The year 2025 was a turbulent period for financial markets worldwide, defined by policy shifts and significant volatility. While global indices surged, the Indian stock market presented a contrasting picture, trailing behind its international counterparts. As we step into 2026, market analysts are decoding the factors that will shape India's equity landscape in the coming months.
2025 in Review: A Year of Global Gains and Indian Underperformance
Globally, 2025 was a rewarding year for investors, fueled by an artificial intelligence-led rally, supportive local policies, and a re-rating of valuations. Key markets like South Korea, Brazil, and Japan emerged as top performers. Even major economies such as the United States (S&P 500), China, and Europe registered impressive double-digit returns.
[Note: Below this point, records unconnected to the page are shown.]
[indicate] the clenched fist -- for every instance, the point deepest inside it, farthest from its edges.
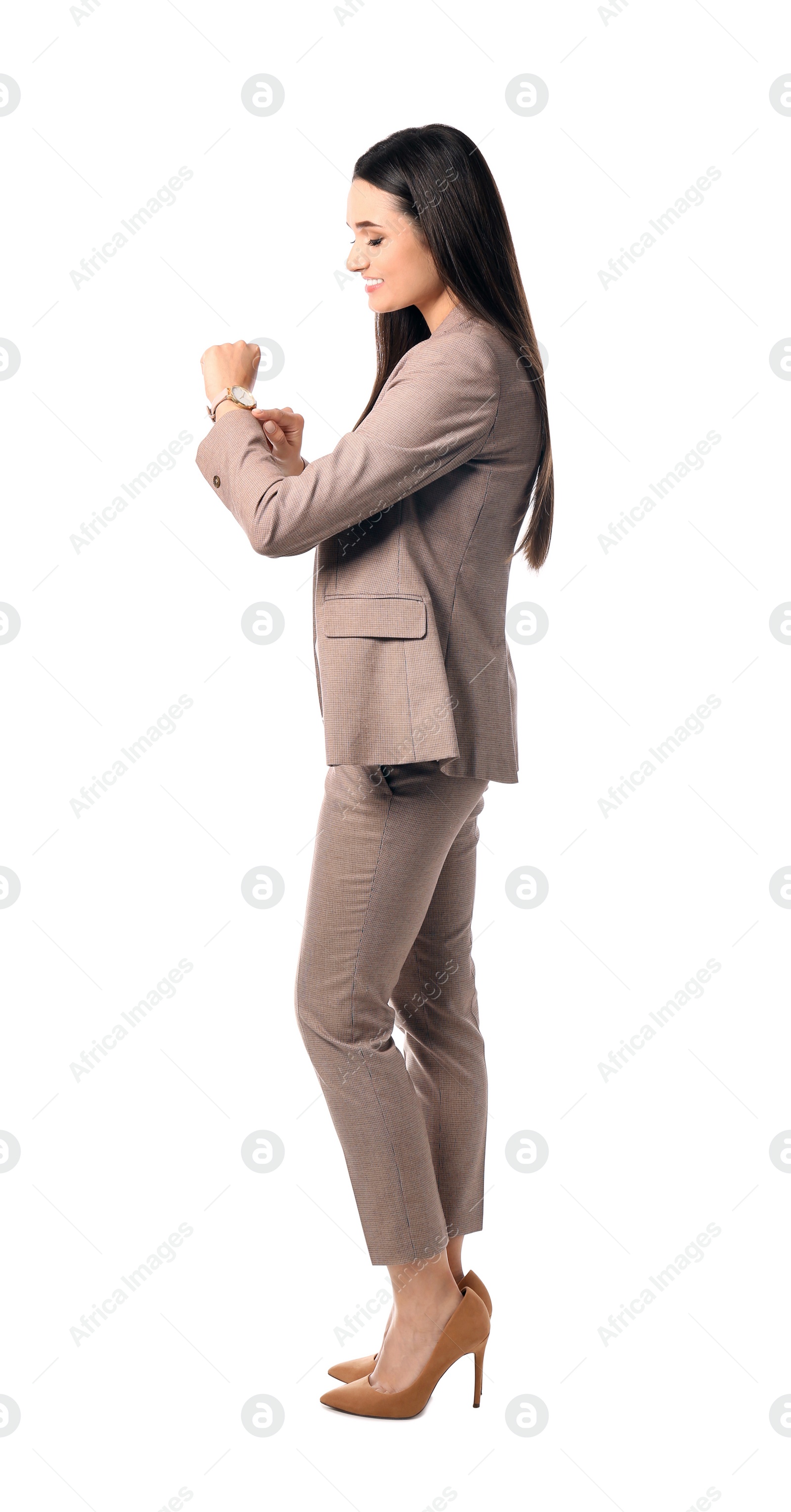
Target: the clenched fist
(229, 365)
(238, 364)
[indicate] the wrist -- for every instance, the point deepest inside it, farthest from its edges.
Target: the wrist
(226, 406)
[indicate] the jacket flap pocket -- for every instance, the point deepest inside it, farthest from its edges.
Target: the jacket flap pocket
(386, 617)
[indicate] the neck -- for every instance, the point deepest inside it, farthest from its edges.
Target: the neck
(436, 309)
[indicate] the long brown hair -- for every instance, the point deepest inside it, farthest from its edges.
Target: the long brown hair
(445, 188)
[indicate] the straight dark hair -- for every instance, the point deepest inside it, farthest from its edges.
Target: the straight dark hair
(445, 188)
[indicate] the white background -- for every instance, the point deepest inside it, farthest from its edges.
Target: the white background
(640, 105)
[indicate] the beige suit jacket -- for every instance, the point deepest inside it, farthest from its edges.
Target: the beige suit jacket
(415, 516)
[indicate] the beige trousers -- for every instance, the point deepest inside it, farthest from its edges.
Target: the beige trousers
(388, 939)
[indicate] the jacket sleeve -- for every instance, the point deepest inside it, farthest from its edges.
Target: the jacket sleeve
(432, 416)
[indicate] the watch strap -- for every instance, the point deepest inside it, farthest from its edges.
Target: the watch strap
(227, 394)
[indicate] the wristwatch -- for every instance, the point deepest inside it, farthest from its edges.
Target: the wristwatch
(238, 395)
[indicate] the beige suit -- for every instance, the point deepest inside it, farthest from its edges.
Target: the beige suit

In stark contrast, Indian benchmarks struggled to keep pace. The Nifty 50 managed a gain of approximately 10%, while the Sensex rose by about 8%. This underperformance was particularly evident in the small-cap segment, which underwent a meaningful correction. This shift reflected a necessary normalization of lofty valuations and a phase of earnings downgrades, while large and mid-cap stocks showed relative resilience.
The 2026 Forecast: A Selective Market Awaits
Market veterans anticipate that 2026 will continue to be a stock-picker's market. The global environment will remain influenced by the trajectory of interest rates, evolving trade policies, and persistent geopolitical risks.
Nikhil Khandelwal, MD of Systematix Group, highlighted the domestic focus. He stated that "earnings growth, domestic liquidity, and progress in private-sector capital expenditure will be key variables to watch." He believes the market will favor firms with robust balance sheets, predictable cash flows, and disciplined capital allocation. The consolidation seen in 2025, therefore, might lay the groundwork for more sustainable, quality-driven returns rather than a broad-based rally.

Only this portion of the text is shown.